Same reasons as before, see solution below:
import collection._
import collection.generic._
implicit def collectionExtras[A](xs: Iterable[A]) = new {
def zipWith[B, C, That, Repr](ys: IterableLike[B, Repr])(f: (A, B) => C)(implicit cbf: CanBuildFrom[Repr, C, That]) = {
val builder = cbf(ys.repr)
val (i, j) = (xs.iterator, ys.iterator)
while(i.hasNext && j.hasNext) {
builder += f(i.next, j.next)
}
builder.result
}
}
With results:
scala> immutable.Vector(2, 2, 2).zipWith(mutable.ArrayBuffer(4, 4, 4))(_ * _)
res1: scala.collection.mutable.ArrayBuffer[Int] = ArrayBuffer(8, 8, 8)
To be honest I'm not sure how that really works:
implicit def collectionExtras[CC[X] <: Iterable[X], A](xs: CC[A]) = new {
import collection.generic.CanBuildFrom
def zipWith[B, C](ys: Iterable[B])(f: (A, B) => C)
(implicit cbf:CanBuildFrom[Nothing, C, CC[C]]): CC[C] = {
xs.zip(ys).map(f.tupled)(collection.breakOut)
}
}
scala> Vector(2, 2, 2).zipWith(Vector(4, 4, 4))(_ * _)

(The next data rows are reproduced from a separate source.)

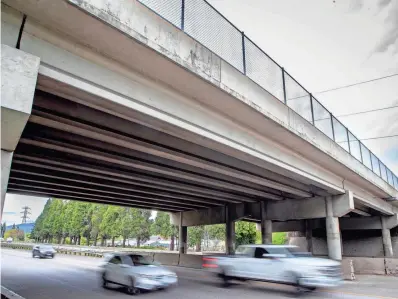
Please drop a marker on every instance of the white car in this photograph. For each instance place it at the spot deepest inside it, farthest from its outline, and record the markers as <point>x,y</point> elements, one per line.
<point>282,264</point>
<point>135,273</point>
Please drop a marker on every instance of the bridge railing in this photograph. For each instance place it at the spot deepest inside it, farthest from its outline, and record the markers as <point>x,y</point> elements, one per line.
<point>205,24</point>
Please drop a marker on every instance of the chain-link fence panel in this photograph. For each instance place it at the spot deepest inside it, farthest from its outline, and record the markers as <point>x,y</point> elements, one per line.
<point>390,177</point>
<point>354,146</point>
<point>366,156</point>
<point>375,164</point>
<point>263,70</point>
<point>171,10</point>
<point>298,98</point>
<point>211,29</point>
<point>340,134</point>
<point>322,118</point>
<point>383,171</point>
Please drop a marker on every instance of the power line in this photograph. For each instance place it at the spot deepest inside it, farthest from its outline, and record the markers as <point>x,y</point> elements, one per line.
<point>361,112</point>
<point>355,84</point>
<point>381,137</point>
<point>25,212</point>
<point>367,111</point>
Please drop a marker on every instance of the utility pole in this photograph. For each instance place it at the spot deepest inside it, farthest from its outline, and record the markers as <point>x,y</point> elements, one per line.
<point>25,212</point>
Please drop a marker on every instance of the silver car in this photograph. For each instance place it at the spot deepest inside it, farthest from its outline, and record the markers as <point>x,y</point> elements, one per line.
<point>135,273</point>
<point>43,251</point>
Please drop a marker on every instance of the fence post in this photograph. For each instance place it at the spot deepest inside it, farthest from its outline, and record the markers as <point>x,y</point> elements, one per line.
<point>312,110</point>
<point>371,160</point>
<point>182,14</point>
<point>348,140</point>
<point>360,149</point>
<point>244,52</point>
<point>284,86</point>
<point>331,121</point>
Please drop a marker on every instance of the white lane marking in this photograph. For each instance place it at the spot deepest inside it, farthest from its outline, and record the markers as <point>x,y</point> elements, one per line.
<point>10,294</point>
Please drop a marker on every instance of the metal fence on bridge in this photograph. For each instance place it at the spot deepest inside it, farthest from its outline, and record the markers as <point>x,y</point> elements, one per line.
<point>205,24</point>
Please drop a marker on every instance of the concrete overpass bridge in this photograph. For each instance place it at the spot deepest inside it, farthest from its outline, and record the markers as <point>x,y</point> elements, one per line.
<point>113,102</point>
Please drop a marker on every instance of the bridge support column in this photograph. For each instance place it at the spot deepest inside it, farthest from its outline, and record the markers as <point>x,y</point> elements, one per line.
<point>6,159</point>
<point>183,233</point>
<point>19,72</point>
<point>386,234</point>
<point>308,235</point>
<point>332,231</point>
<point>230,232</point>
<point>266,225</point>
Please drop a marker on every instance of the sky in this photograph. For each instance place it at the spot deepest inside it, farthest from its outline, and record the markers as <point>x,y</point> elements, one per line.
<point>323,44</point>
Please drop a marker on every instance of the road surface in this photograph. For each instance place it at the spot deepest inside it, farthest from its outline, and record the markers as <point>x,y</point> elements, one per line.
<point>78,277</point>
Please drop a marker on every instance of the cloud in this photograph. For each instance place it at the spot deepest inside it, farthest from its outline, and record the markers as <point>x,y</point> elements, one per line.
<point>390,38</point>
<point>382,3</point>
<point>356,5</point>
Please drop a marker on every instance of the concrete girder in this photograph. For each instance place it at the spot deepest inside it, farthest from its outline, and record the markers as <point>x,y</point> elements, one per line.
<point>35,131</point>
<point>84,152</point>
<point>309,208</point>
<point>161,198</point>
<point>88,114</point>
<point>134,199</point>
<point>343,204</point>
<point>134,144</point>
<point>362,213</point>
<point>81,182</point>
<point>377,204</point>
<point>122,177</point>
<point>64,195</point>
<point>19,71</point>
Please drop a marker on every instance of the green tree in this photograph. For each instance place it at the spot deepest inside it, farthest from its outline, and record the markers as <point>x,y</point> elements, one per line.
<point>15,234</point>
<point>245,233</point>
<point>163,227</point>
<point>195,237</point>
<point>98,212</point>
<point>128,224</point>
<point>216,231</point>
<point>3,229</point>
<point>40,232</point>
<point>110,225</point>
<point>142,225</point>
<point>279,238</point>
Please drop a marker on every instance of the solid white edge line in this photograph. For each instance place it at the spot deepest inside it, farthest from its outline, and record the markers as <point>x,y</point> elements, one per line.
<point>10,294</point>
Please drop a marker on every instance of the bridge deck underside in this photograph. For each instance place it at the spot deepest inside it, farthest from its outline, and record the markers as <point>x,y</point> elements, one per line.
<point>75,152</point>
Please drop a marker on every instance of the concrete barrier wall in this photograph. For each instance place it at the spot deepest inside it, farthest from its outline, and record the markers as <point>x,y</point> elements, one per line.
<point>366,265</point>
<point>361,265</point>
<point>168,259</point>
<point>391,266</point>
<point>190,261</point>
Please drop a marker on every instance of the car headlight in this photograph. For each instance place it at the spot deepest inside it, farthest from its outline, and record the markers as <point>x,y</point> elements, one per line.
<point>146,276</point>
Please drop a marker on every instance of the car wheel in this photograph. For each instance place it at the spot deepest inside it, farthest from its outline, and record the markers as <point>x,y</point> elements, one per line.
<point>300,289</point>
<point>104,280</point>
<point>132,290</point>
<point>226,280</point>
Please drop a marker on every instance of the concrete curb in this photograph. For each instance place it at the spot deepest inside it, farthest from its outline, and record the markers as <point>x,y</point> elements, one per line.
<point>10,294</point>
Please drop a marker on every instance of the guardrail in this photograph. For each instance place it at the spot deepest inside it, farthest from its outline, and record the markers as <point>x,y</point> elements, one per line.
<point>204,23</point>
<point>361,265</point>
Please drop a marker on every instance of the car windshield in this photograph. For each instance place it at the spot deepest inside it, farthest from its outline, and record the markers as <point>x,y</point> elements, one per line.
<point>46,247</point>
<point>139,260</point>
<point>243,250</point>
<point>286,251</point>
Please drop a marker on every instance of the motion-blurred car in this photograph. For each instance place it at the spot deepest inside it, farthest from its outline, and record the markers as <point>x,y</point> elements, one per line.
<point>282,264</point>
<point>43,251</point>
<point>135,273</point>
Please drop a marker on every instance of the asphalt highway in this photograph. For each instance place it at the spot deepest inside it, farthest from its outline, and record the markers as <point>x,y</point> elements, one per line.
<point>78,277</point>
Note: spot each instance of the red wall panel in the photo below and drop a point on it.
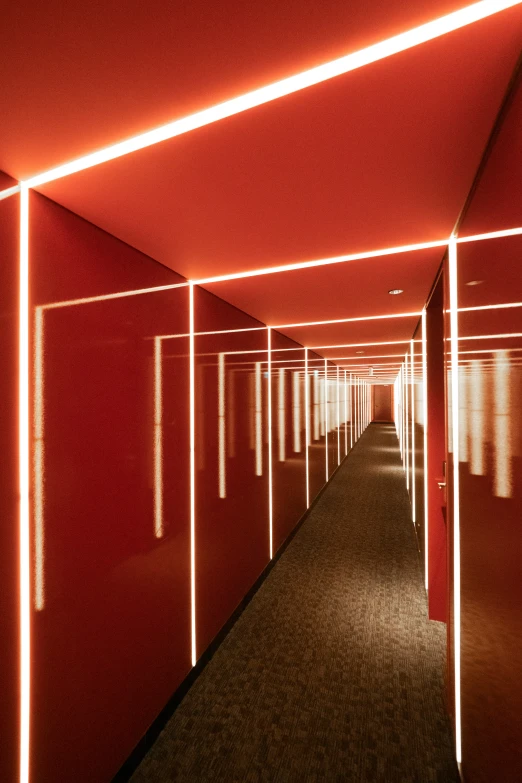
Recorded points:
(232, 512)
(9, 551)
(289, 465)
(490, 463)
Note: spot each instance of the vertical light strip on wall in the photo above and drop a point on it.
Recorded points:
(158, 439)
(192, 475)
(453, 283)
(222, 452)
(351, 411)
(338, 421)
(326, 416)
(38, 460)
(425, 417)
(25, 543)
(270, 499)
(413, 482)
(307, 428)
(259, 419)
(281, 415)
(407, 417)
(297, 410)
(345, 416)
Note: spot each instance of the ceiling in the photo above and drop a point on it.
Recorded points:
(383, 156)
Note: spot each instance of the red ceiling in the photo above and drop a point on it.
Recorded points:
(81, 75)
(382, 156)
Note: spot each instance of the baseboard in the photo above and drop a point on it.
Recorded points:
(149, 738)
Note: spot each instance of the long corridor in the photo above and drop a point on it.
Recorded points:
(332, 672)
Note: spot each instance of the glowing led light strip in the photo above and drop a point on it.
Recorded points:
(158, 440)
(307, 428)
(338, 422)
(351, 411)
(345, 416)
(259, 420)
(509, 232)
(297, 411)
(10, 192)
(38, 460)
(388, 251)
(25, 544)
(192, 478)
(281, 414)
(425, 417)
(326, 415)
(452, 255)
(221, 427)
(119, 295)
(348, 320)
(342, 65)
(362, 345)
(413, 482)
(270, 498)
(490, 307)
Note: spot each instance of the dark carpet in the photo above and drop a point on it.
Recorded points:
(333, 672)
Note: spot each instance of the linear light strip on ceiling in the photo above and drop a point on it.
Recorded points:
(321, 73)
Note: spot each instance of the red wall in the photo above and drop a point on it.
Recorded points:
(9, 633)
(111, 605)
(490, 419)
(112, 639)
(437, 531)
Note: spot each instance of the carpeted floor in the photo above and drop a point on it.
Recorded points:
(333, 672)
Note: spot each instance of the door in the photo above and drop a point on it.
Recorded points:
(382, 403)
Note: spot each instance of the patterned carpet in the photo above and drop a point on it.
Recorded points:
(332, 672)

res1: scala.collection.immutable.Vector[Int] = Vector(8, 8, 8)
I sort of monkey patched this answer from retronym until it worked!
Basically, I want to use the CC[X] type constructor to indicate that zipWith should return the collection type of xs but with C as the type parameter (CC[C]). And I want to use breakOut to get the right result type. I sort of hoped that there was a CanBuildFrom implicit in scope but then got this error message:
required: scala.collection.generic.CanBuildFrom[Iterable[(A, B)],C,CC[C]]

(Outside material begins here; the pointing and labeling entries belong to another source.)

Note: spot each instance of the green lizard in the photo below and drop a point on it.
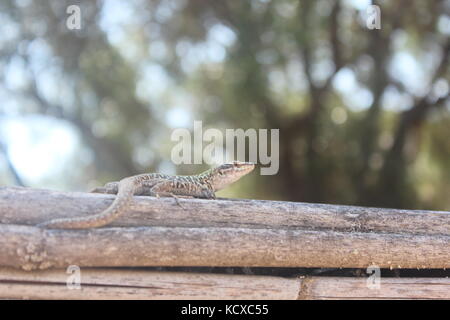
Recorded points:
(203, 185)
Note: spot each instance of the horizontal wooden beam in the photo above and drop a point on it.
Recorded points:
(250, 233)
(33, 248)
(33, 206)
(110, 283)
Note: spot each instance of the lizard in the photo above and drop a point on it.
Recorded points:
(203, 185)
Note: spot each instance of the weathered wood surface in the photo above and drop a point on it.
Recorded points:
(219, 233)
(140, 284)
(31, 248)
(32, 206)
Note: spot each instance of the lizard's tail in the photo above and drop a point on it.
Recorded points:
(123, 199)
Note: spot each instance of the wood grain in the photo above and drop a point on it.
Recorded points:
(30, 248)
(33, 206)
(110, 283)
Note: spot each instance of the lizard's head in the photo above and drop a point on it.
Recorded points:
(228, 173)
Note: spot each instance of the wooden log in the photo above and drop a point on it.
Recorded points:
(32, 206)
(136, 284)
(109, 283)
(332, 288)
(34, 248)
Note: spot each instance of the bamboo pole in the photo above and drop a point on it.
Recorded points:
(32, 206)
(108, 283)
(219, 233)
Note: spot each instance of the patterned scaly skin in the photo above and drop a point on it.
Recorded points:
(203, 185)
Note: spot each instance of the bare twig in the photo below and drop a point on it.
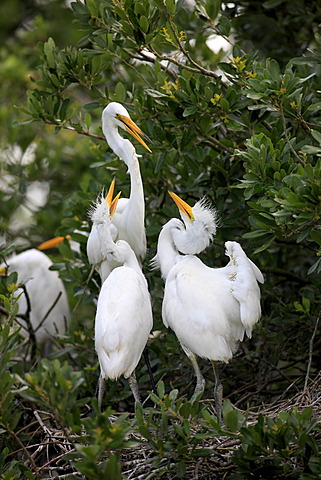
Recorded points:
(311, 351)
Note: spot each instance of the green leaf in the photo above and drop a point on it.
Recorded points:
(143, 23)
(190, 111)
(170, 6)
(316, 236)
(120, 93)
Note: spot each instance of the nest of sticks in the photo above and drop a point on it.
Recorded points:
(47, 448)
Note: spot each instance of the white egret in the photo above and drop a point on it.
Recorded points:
(124, 314)
(209, 309)
(129, 219)
(44, 297)
(94, 254)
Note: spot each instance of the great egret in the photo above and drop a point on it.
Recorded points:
(124, 314)
(44, 297)
(94, 254)
(209, 309)
(129, 219)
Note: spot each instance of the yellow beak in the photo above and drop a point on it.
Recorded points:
(134, 130)
(112, 203)
(52, 243)
(183, 206)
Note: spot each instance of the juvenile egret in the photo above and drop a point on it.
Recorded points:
(44, 297)
(129, 218)
(209, 309)
(94, 254)
(124, 314)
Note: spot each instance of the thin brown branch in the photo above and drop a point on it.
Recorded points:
(316, 326)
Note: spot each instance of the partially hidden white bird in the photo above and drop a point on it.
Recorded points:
(124, 314)
(128, 222)
(209, 309)
(95, 257)
(43, 298)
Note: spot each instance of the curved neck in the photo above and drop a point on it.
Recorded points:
(167, 253)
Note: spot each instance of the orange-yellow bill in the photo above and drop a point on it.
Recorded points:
(134, 130)
(183, 206)
(52, 243)
(109, 197)
(113, 205)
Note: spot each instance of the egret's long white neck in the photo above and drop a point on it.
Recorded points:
(167, 253)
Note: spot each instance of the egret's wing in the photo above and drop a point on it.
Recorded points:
(123, 322)
(244, 275)
(198, 305)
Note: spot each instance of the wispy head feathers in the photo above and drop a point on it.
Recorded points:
(99, 211)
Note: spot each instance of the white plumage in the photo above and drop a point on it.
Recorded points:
(49, 313)
(209, 309)
(124, 314)
(128, 222)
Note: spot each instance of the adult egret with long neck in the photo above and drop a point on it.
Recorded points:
(129, 219)
(209, 309)
(124, 314)
(43, 304)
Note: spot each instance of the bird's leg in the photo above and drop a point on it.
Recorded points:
(200, 380)
(218, 393)
(101, 390)
(134, 387)
(149, 369)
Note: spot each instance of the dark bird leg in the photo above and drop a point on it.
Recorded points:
(200, 380)
(134, 387)
(101, 390)
(218, 393)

The trick was then to use Nothing instead of Iterable[(A, B)]. I guess that implicit is defined somewhere...
Also, I like to think of your zipWith as zip and then map, so I changed the implementation. Here is with your implementation:
implicit def collectionExtras[CC[X] <: Iterable[X], A](xs: CC[A]) = new {
import collection.generic.CanBuildFrom
def zipWith[B, C](ys: Iterable[B])(f: (A, B) => C)
(implicit cbf:CanBuildFrom[Nothing, C, CC[C]]) : CC[C] = {
val builder = cbf()
val (i, j) = (xs.iterator, ys.iterator)
while(i.hasNext && j.hasNext) {
builder += f(i.next, j.next)
}
builder.result
}
}
Note this article provides some background on the type constructor pattern.